CBTとOSCEは、臨床実習前の共用試験として、多くの大学で近接した時期に実施されます。
CBTで医学知識を、OSCEで臨床技能・態度を評価し、両方に合格することで、臨床実習に進む資格が得られるのが一般的な仕組みです。
CBTとOSCEは、同じ共用試験でありながら、その性質は大きく異なります。
CBTがコンピュータ上で知識を問う筆記型の試験であるのに対し、OSCEは実際に模擬患者に対して医療面接や身体診察を行い、その技能と態度を評価する実技試験です。
求められる能力が異なるため、CBTの勉強法をそのままOSCEに使うことはできません。

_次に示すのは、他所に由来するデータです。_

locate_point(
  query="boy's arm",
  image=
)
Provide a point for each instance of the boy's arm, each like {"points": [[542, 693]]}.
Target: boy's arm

CBTが終わったら、OSCEに向けた準備に切り替える必要があります。
医学生道場の指導現場でも、CBT後、早めにOSCE準備に切り替えた学生ほど、余裕を持ってOSCEに臨めることを見てきました。
この記事では、CBTとOSCEの違いを理解した上で、試験直後から始めるべきOSCE準備を、具体的にお届けします。
なお、OSCEの実施形式や評価項目、CBTとの日程は大学によって異なります。
必ず所属大学の正式な案内を確認してください。
本論
CBTとOSCEの違いを理解する
OSCE準備の第一歩は、CBTとOSCEの違いを正確に理解することです。
CBTは「知識」、OSCEは「技能・態度」
CBTとOSCEの最も大きな違いは、評価する対象です。
CBTは医学知識を問う試験で、コンピュータ上で多肢選択式の問題を解きます。
一方、OSCEは臨床技能と態度を評価する実技試験で、実際に模擬患者に対して医療面接や身体診察を行います。
「知る」ことを問うCBTと、「できる」ことを問うOSCE、という違いがあります。
OSCEの評価項目
OSCEでは、一般的に以下のような臨床能力が評価されます。
医療面接(患者とのコミュニケーション、病歴聴取)
身体診察(各種の診察手技)
基本的臨床手技
態度・マナー(患者への配慮、身だしなみなど)
これらは、知識を覚えるだけでは対応できず、実際に体を動かして練習する必要があります。
「覚える」から「体で覚える」へ
CBTの勉強が「知識を覚える」ものだったのに対し、OSCEの準備は「手技を体で覚える」ものです。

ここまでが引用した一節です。